Jeremy took the very non-veg approach with the Farmer’s Breakfast Special ($8.99):  two buttermilk pancakes, three eggs, bacon, sausage, ham, and toast. 

I expected the pancakes to have the strawberry cream cheese filling in the batter, but instead they came out like a layer cake with the filling in between the pancakes. The pancakes were light and fluffy and the filling sweet — a perfect morning treat.  Jeremy’s breakfast was almost more than he could handle — I think a slice of toast and a piece of ham went uneaten, which should speak for the portion size! 

We talked about returning for a meal not involving my drinking chocolate milk;  there were some seriously unique options on the lunch and dinner menus.

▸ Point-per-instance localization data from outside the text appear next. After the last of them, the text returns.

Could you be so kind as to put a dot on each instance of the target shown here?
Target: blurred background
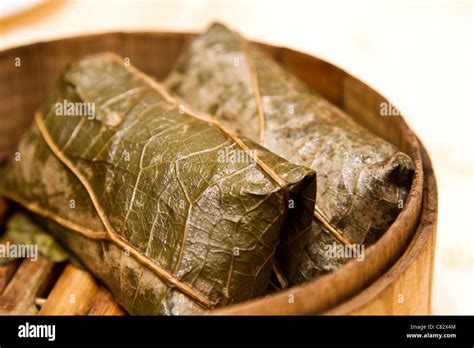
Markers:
(419, 54)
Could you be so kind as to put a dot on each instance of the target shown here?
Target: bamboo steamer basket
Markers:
(396, 274)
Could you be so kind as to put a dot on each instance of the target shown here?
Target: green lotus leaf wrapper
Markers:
(155, 200)
(363, 181)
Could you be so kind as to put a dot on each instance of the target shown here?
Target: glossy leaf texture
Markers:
(22, 230)
(175, 214)
(363, 181)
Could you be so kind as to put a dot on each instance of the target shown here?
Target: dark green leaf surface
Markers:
(22, 230)
(362, 179)
(141, 194)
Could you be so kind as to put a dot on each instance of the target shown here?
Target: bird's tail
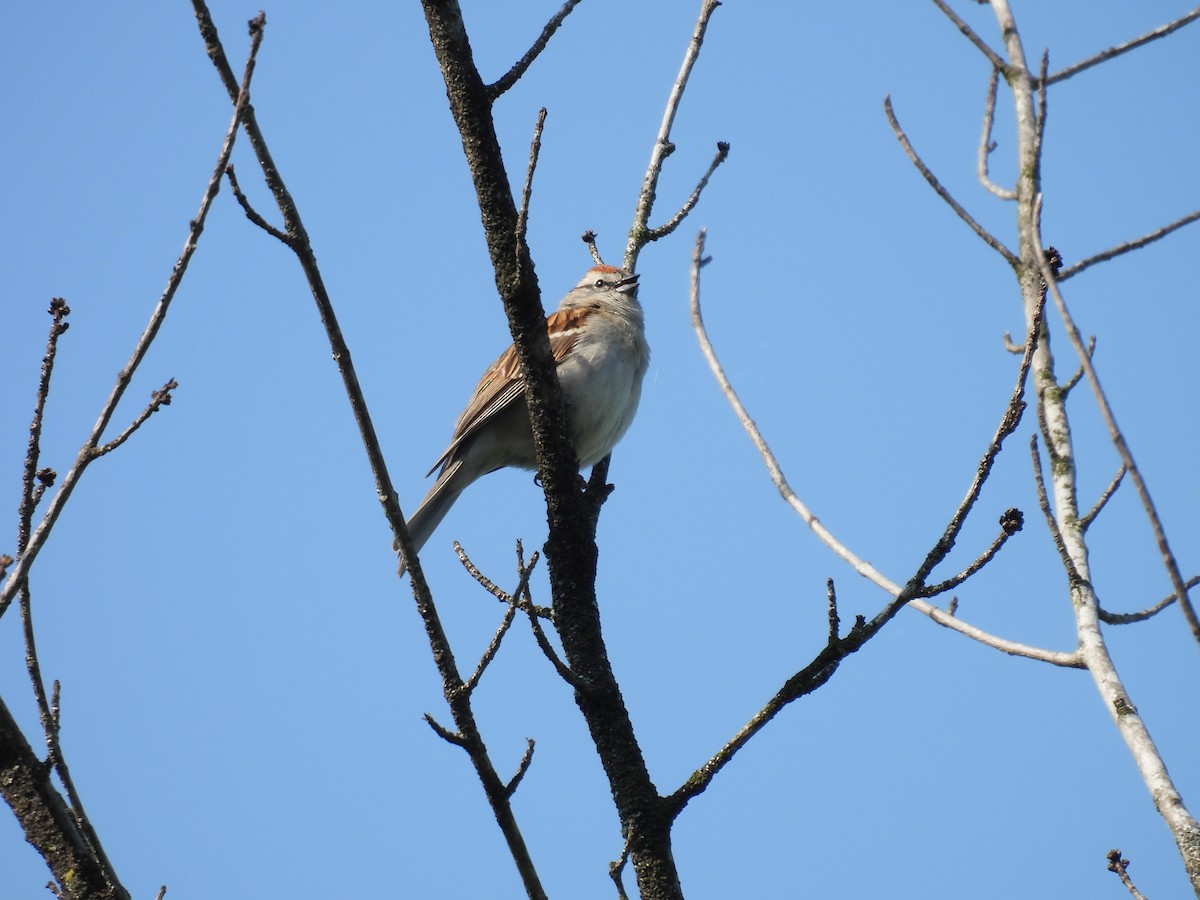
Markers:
(421, 525)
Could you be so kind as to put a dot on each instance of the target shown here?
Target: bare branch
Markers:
(534, 150)
(993, 57)
(33, 483)
(251, 213)
(984, 234)
(1121, 867)
(1162, 31)
(1009, 525)
(640, 229)
(1137, 244)
(790, 497)
(617, 868)
(723, 153)
(987, 145)
(37, 539)
(1069, 384)
(522, 768)
(159, 399)
(513, 76)
(1127, 618)
(443, 732)
(1044, 505)
(589, 238)
(1117, 437)
(493, 647)
(443, 657)
(1086, 521)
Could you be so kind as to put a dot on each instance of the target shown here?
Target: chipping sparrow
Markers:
(598, 340)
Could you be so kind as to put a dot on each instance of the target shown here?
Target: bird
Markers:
(598, 342)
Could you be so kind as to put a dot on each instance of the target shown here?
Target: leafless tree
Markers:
(568, 631)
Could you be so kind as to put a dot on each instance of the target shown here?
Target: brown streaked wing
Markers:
(501, 384)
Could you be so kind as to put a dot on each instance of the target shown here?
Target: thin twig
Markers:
(1068, 659)
(37, 539)
(993, 57)
(493, 647)
(1044, 505)
(496, 591)
(539, 634)
(1121, 867)
(1117, 437)
(159, 399)
(1137, 244)
(443, 732)
(987, 145)
(589, 238)
(640, 229)
(29, 492)
(832, 612)
(723, 153)
(1086, 521)
(617, 868)
(1057, 658)
(1128, 618)
(522, 768)
(1069, 384)
(439, 645)
(509, 78)
(1043, 106)
(251, 213)
(984, 234)
(1011, 523)
(1162, 31)
(527, 191)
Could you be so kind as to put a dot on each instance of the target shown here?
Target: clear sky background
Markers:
(244, 678)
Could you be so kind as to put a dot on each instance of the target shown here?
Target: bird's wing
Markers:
(501, 385)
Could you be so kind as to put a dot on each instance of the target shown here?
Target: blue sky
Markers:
(244, 678)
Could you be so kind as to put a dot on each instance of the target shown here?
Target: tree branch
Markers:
(514, 75)
(640, 231)
(1137, 244)
(1104, 55)
(984, 234)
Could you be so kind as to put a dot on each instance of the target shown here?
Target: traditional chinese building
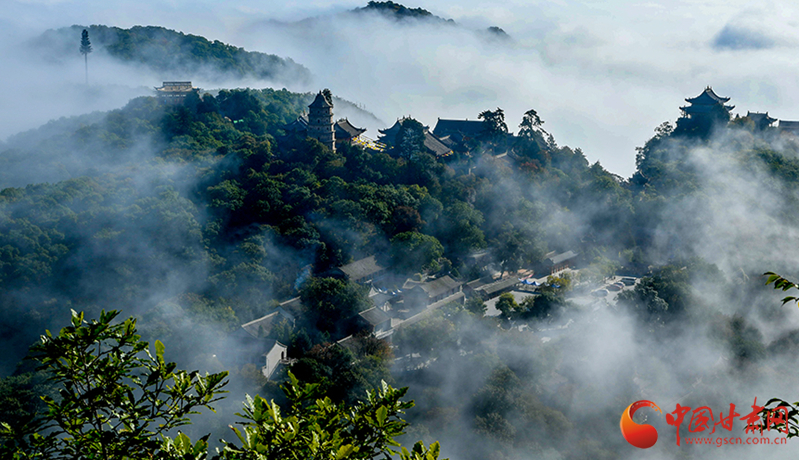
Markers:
(432, 143)
(320, 121)
(174, 92)
(761, 120)
(346, 132)
(703, 111)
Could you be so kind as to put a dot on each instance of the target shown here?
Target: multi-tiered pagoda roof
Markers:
(705, 103)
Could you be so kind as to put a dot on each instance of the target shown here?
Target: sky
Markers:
(602, 75)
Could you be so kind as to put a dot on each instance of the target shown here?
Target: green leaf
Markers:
(159, 351)
(382, 413)
(344, 451)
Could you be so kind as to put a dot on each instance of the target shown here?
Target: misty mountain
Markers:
(172, 54)
(400, 12)
(202, 216)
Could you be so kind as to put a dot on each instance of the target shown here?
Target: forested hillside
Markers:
(169, 52)
(198, 218)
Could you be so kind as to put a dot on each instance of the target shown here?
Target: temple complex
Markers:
(320, 121)
(761, 120)
(703, 111)
(174, 92)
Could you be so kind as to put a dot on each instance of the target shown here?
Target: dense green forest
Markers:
(200, 217)
(170, 52)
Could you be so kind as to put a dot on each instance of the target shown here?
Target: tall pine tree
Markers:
(85, 49)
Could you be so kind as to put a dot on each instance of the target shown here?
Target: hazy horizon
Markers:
(601, 76)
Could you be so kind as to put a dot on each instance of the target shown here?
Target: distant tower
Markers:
(704, 111)
(320, 121)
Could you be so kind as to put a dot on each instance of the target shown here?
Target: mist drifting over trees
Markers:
(419, 257)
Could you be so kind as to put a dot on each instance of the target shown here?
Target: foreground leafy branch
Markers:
(782, 283)
(115, 399)
(118, 401)
(776, 404)
(316, 428)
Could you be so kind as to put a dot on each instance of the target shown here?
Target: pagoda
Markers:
(704, 110)
(320, 121)
(761, 120)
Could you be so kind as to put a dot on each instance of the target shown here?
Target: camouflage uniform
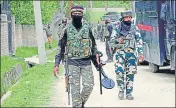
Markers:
(80, 47)
(125, 60)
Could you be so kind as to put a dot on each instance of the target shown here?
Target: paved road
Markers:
(150, 89)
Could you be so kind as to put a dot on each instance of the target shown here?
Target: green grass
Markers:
(54, 44)
(34, 87)
(8, 63)
(25, 52)
(51, 56)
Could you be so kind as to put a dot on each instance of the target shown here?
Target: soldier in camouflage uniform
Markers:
(107, 33)
(125, 58)
(80, 47)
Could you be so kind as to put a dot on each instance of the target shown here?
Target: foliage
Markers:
(8, 63)
(34, 88)
(54, 44)
(101, 4)
(25, 52)
(24, 11)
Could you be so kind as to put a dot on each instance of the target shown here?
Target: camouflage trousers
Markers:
(87, 82)
(125, 68)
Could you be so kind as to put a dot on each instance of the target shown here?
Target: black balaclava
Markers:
(76, 21)
(125, 27)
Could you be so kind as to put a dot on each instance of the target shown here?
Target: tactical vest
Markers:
(105, 31)
(78, 43)
(131, 35)
(131, 43)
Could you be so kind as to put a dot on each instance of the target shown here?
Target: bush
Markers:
(24, 11)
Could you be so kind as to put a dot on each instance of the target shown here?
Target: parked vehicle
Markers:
(157, 20)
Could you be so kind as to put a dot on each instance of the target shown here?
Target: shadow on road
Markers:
(166, 71)
(161, 70)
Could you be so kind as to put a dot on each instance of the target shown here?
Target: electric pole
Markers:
(39, 32)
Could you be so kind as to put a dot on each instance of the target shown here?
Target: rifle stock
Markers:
(67, 75)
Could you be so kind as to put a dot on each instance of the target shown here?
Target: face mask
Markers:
(77, 19)
(127, 22)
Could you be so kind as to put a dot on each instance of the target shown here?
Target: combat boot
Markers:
(129, 97)
(82, 105)
(121, 95)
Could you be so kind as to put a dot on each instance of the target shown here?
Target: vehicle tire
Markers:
(153, 67)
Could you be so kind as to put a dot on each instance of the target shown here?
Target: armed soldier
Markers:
(107, 33)
(125, 58)
(80, 47)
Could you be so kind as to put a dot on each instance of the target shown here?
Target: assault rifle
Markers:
(67, 82)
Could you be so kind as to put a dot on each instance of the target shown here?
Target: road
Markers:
(150, 89)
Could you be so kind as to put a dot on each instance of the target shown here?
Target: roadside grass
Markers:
(51, 56)
(54, 44)
(8, 63)
(34, 87)
(25, 52)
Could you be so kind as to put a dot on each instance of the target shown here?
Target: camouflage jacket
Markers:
(136, 38)
(63, 42)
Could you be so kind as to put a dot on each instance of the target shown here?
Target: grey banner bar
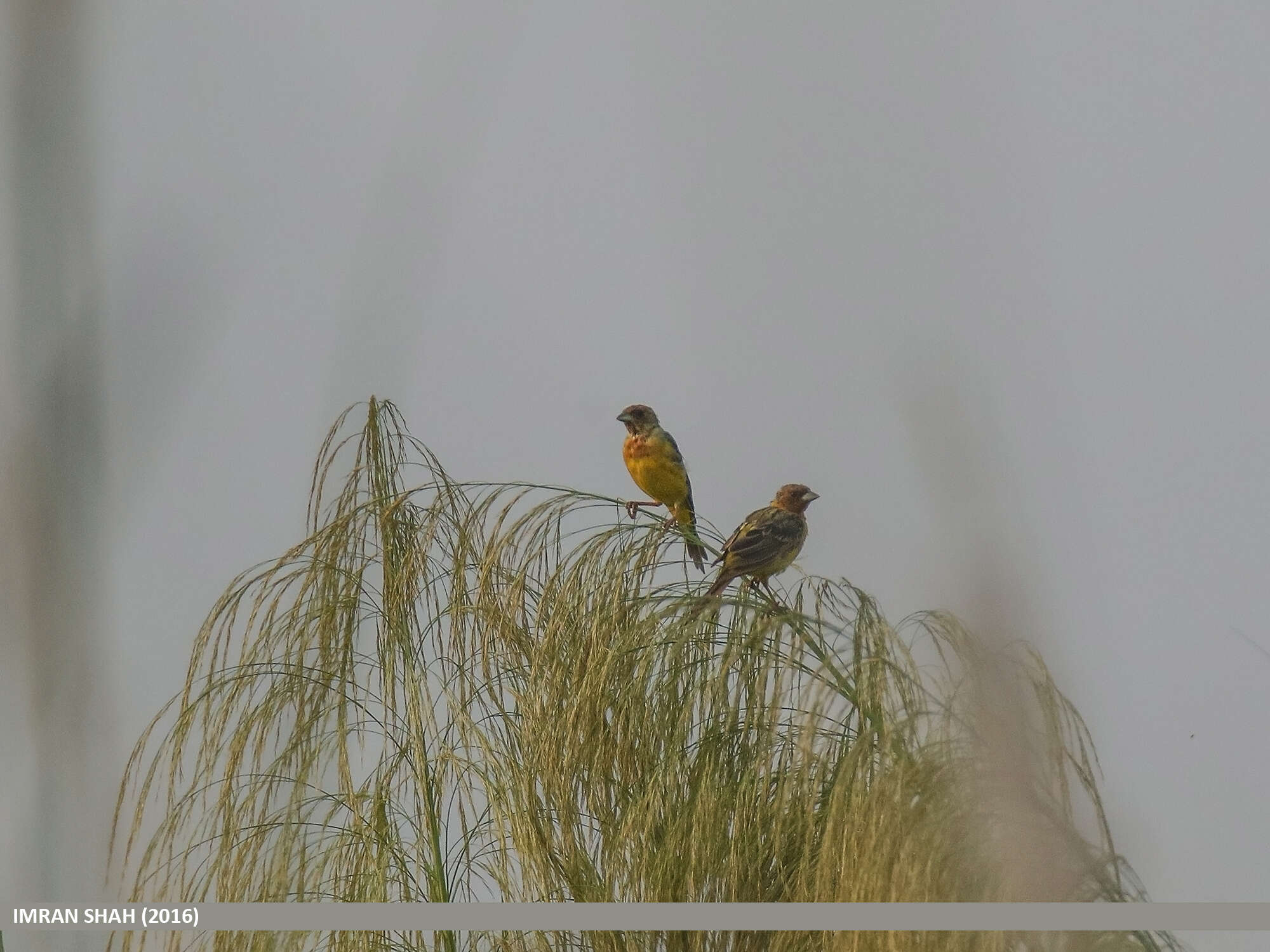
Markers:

For starters, they offer a grits and mushroom dish (promising it to be “seriously delicious), spanakopita (Greek spinach pie),  and a variety of soups and salads, in addition to the traditional fries and onion rings. 

There are a list of burgers that rival the menu at Red Robin, and enough choices for subs, gyros, and hot sandwiches that everyone will find something that they like. I eyeballed the grilled cheese with pickles and tomatoes, though, to be honest, it’ll be a challenge to pull myself away from the breakfast menu with the veggie omelet, chocolate chip pancakes, and Belgian waffles reassuring me that breakfast is a meal that can — and should  — be eaten any time of the day.

It’s just a shame that I can’t show up in pajamas.